Exhibitions were also staged in Paris, Brussels and Vienna using artefacts stolen in similar fashion from French and Belgian lodges; another was held in Belgrade. It is known that artefacts were also taken from masonic buildings throughout the Netherlands, so there was little shortage of suitable material with which to stage such exhibitions.

Thankfully, the main fabric of the building remained undamaged and for the remainder of the occupation it was used to store liquor and confiscated wireless sets. What was most remarkable was that, having taken such drastic action against the physical attributes of Freemasonry, and given the purpose of the notorious Black Book, no action was taken to harass or persecute individual masons, full details of whom would have been ascertainable from the stolen masonic records.

The situation becomes more astonishing given that in 1942, and again in 1943, Hitler ordered all high-ranking Freemasons to be deported to Germany.
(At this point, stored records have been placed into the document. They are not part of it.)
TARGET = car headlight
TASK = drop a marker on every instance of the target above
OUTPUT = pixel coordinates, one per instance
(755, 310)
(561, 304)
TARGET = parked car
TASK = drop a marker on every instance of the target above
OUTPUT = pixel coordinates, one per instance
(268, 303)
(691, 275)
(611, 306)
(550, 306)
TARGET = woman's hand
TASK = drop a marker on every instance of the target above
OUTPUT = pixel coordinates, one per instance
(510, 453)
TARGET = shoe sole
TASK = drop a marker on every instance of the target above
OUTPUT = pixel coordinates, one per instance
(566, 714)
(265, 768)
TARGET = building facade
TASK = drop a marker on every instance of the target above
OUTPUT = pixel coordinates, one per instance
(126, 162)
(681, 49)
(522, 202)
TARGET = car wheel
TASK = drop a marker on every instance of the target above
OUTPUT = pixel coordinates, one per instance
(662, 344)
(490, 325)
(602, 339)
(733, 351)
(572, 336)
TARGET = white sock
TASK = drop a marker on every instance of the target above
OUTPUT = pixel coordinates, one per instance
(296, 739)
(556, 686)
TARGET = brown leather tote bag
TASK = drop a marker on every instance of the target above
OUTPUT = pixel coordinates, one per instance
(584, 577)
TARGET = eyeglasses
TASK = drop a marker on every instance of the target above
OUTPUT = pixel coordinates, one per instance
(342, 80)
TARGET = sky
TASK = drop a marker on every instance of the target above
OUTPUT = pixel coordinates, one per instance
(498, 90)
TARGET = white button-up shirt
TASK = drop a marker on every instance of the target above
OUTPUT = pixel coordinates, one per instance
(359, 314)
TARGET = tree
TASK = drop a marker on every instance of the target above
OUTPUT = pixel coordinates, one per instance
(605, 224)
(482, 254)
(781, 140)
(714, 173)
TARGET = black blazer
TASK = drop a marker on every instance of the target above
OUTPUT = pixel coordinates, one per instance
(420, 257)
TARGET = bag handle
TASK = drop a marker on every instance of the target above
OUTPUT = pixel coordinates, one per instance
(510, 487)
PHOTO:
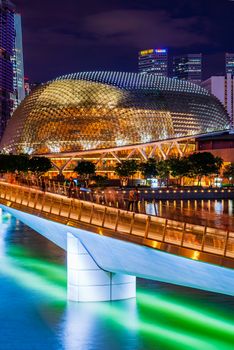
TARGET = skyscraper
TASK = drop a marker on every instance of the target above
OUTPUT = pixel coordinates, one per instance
(18, 65)
(188, 67)
(11, 61)
(223, 88)
(153, 61)
(229, 63)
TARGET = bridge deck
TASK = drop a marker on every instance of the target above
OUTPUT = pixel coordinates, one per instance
(189, 240)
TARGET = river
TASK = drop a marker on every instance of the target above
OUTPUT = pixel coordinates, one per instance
(35, 314)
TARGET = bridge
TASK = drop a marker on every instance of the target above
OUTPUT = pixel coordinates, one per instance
(107, 247)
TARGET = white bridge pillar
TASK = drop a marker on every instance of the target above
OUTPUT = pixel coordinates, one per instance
(86, 281)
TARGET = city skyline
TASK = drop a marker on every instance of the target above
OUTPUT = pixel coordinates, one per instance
(66, 40)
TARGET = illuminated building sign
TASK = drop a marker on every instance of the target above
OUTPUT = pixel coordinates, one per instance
(146, 52)
(160, 50)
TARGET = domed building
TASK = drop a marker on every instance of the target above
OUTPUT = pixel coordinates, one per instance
(104, 110)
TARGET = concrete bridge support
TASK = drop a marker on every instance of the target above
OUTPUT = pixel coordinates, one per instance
(86, 281)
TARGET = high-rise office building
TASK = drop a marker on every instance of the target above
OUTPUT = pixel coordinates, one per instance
(188, 67)
(153, 61)
(229, 63)
(18, 64)
(11, 61)
(223, 88)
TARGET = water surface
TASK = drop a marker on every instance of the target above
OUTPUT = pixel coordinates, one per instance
(35, 314)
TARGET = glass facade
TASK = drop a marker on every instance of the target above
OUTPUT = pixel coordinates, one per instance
(153, 61)
(7, 36)
(188, 67)
(18, 63)
(229, 63)
(98, 110)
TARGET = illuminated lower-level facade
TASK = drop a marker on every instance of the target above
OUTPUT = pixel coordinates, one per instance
(111, 116)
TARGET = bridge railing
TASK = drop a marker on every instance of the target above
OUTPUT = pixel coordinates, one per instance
(124, 223)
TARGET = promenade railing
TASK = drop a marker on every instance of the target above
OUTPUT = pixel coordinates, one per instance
(200, 238)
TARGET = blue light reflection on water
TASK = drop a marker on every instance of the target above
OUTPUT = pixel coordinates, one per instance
(34, 313)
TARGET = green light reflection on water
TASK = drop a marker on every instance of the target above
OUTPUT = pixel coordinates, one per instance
(159, 318)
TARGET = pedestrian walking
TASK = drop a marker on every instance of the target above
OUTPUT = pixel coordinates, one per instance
(131, 200)
(136, 199)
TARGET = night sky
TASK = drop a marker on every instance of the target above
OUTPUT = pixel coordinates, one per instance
(77, 35)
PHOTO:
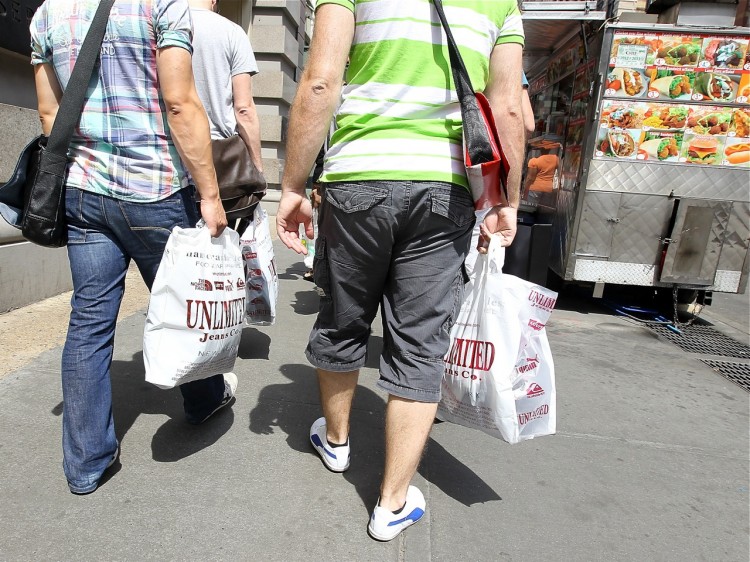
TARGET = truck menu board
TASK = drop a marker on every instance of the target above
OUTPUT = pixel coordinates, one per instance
(677, 98)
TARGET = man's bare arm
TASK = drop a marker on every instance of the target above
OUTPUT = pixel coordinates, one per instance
(248, 124)
(528, 112)
(318, 94)
(504, 95)
(317, 97)
(188, 125)
(48, 93)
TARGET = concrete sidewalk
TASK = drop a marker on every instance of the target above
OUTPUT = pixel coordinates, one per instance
(650, 463)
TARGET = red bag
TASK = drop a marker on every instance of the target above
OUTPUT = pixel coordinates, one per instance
(488, 178)
(486, 165)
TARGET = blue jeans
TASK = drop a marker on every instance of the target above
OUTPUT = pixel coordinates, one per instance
(104, 234)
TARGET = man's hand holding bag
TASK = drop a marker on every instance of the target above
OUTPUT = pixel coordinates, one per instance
(499, 375)
(197, 308)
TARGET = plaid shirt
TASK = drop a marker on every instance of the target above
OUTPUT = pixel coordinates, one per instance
(122, 146)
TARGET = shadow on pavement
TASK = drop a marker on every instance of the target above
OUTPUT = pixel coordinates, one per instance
(279, 406)
(254, 344)
(175, 439)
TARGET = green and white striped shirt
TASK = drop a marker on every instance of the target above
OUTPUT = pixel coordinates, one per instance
(400, 118)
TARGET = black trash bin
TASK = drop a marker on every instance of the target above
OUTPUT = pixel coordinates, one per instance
(528, 256)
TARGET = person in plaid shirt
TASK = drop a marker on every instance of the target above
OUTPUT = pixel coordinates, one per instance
(141, 145)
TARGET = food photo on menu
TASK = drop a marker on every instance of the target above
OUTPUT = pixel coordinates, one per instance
(617, 143)
(709, 120)
(724, 52)
(676, 50)
(660, 146)
(664, 116)
(737, 152)
(629, 82)
(670, 84)
(624, 115)
(743, 90)
(705, 150)
(715, 86)
(739, 126)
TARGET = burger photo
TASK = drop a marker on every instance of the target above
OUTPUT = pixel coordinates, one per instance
(702, 150)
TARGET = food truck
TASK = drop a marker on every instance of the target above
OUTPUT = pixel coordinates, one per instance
(652, 125)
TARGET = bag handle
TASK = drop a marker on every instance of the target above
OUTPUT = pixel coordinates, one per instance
(71, 104)
(475, 134)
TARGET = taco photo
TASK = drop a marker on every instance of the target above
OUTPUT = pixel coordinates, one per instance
(725, 53)
(716, 87)
(626, 82)
(622, 115)
(664, 84)
(659, 147)
(679, 51)
(709, 121)
(663, 116)
(743, 90)
(740, 122)
(737, 152)
(617, 143)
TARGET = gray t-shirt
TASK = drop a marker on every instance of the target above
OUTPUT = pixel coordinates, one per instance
(221, 50)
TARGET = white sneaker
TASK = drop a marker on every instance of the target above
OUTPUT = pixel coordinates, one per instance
(335, 459)
(385, 525)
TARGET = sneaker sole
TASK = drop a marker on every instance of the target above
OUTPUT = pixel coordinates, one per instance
(379, 538)
(229, 402)
(332, 469)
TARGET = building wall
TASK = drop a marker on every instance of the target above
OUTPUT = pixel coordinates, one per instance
(279, 32)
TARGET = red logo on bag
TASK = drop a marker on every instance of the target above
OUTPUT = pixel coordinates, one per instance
(531, 364)
(542, 301)
(202, 285)
(535, 325)
(471, 354)
(526, 417)
(534, 390)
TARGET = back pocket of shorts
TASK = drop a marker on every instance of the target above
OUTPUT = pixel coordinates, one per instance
(354, 197)
(321, 275)
(453, 203)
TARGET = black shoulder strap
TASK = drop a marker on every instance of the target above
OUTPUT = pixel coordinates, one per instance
(475, 133)
(460, 74)
(71, 105)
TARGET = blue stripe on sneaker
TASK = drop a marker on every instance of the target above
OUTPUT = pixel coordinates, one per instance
(414, 516)
(318, 443)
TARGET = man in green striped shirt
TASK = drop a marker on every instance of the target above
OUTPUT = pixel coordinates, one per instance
(396, 217)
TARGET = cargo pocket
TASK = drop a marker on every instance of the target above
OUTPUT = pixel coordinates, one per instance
(452, 202)
(355, 197)
(321, 274)
(457, 294)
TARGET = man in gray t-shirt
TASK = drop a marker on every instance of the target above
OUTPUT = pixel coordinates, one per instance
(223, 66)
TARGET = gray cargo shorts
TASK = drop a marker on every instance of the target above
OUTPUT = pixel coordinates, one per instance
(399, 245)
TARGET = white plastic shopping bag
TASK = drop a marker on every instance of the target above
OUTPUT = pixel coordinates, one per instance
(261, 279)
(197, 308)
(499, 376)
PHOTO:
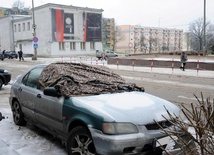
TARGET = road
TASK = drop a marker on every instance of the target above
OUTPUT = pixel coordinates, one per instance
(175, 88)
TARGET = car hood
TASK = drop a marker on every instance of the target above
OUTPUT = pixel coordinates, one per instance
(136, 107)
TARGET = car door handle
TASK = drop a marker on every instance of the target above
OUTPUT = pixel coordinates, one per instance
(39, 96)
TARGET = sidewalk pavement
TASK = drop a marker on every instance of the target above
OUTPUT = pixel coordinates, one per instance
(174, 71)
(94, 61)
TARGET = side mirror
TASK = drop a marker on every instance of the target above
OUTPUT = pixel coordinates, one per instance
(51, 91)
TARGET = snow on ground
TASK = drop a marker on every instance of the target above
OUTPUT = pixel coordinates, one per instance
(15, 140)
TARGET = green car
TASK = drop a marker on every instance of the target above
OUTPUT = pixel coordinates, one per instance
(92, 110)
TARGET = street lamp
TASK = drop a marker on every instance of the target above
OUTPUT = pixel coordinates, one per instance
(34, 32)
(204, 46)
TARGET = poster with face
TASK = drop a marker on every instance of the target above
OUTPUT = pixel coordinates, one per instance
(62, 25)
(68, 26)
(92, 27)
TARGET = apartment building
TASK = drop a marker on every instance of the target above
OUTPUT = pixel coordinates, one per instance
(140, 39)
(59, 29)
(108, 33)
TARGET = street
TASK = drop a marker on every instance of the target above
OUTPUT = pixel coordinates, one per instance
(22, 140)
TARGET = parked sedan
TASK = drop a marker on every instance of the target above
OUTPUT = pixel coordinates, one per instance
(10, 54)
(111, 123)
(5, 77)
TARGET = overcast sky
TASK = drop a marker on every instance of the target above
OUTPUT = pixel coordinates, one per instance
(154, 13)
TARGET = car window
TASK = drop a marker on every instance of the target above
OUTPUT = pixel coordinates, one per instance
(31, 79)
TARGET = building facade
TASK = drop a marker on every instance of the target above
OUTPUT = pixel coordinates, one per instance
(59, 30)
(108, 33)
(140, 39)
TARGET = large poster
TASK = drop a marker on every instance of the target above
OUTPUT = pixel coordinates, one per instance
(92, 27)
(62, 25)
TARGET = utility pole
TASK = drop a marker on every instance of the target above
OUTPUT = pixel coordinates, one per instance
(34, 32)
(204, 46)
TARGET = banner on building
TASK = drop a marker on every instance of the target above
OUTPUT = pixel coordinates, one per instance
(92, 27)
(62, 25)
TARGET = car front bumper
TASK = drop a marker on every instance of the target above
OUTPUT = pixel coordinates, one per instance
(125, 144)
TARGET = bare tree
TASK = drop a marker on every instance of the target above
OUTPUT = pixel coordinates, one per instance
(196, 29)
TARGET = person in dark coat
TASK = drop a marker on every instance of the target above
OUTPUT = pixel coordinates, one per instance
(3, 53)
(20, 53)
(183, 60)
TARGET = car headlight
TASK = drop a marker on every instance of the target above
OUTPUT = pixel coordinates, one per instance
(5, 71)
(119, 128)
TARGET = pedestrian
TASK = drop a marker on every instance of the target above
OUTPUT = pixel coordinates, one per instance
(3, 53)
(20, 53)
(183, 60)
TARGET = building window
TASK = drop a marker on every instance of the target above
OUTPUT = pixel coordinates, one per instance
(61, 46)
(92, 46)
(72, 46)
(23, 26)
(19, 27)
(82, 45)
(14, 28)
(28, 26)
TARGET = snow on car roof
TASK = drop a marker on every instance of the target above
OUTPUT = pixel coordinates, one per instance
(80, 79)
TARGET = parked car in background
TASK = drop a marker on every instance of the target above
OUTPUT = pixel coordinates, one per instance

The orders were sent directly to the Commander-in-Chief, but no action was taken to identify, locate and deport these senior masons, of whom there were many. This opens up the intriguing line of speculation that some of the most senior military commanders had masonic connections or sympathies, or may even have been members of the Craft at some time.

‘After the liberation by British forces on 9 May 1945, the massive task of restoration confronted the masonic authorities… it took several decades to complete.’

We know that none of those appointed to govern the Channel Islands was a Nazi, and that Commander-in-Chief of the island Rudolf Graf von Schmettow came increasingly under suspicion in Berlin. Chief-of-Staff Baron Hans von Helldorf also came under suspicion for his leniency towards civilians, and for failing to carry out orders he received from Berlin – he was banished to the island of Herm, pending court martial. Meanwhile, the wife of Baron Max von Aufsess, who was still in Germany, was declared an enemy of the state and arrested by the Gestapo. Von Aufsess had been tasked with handling the liaison between the military government and the Jersey authorities. 

The aftermath

After the liberation by British forces on 9 May 1945, the massive task of restoration confronted the masonic authorities. Since the last meeting of Provincial Grand Lodge in October 1939, the Province had lost its Provincial Grand Master, his Deputy and many other senior members. Despite this, Provincial Grand Lodge was convened on 16 August 1945, just one month after the masonic authorities repossessed the building. 

All the furnishings needed replacing, and to meet the cost the Province had to rely almost entirely on its own resources and the generosity of friends worldwide, although they did receive a donation of £5,000 from Grand Lodge. By early 1946 the temple had been restored to some kind of normality, although it took several decades to complete the full restoration. With the anti-masonic exhibition staged in an area of Berlin that suffered almost total destruction at the end of the war, it is likely that the building in which it was housed was destroyed. So sadly, and despite endless enquiries, none of the stolen treasures except for some two hundred and fifty library books have been recovered.

There is a happy ending to this story. As those who are able to recall and compare will readily testify, the present splendour of the Jersey masonic building even exceeds that which existed prior to the traumatic events of January 1941. This is a tremendous tribute not only to those on whose shoulders fell the enormous burden of restoration, but also to their friends worldwide who contributed so much and so generously to this massive task. Thanks to them, Freemasonry in the Channel Islands is alive and well today.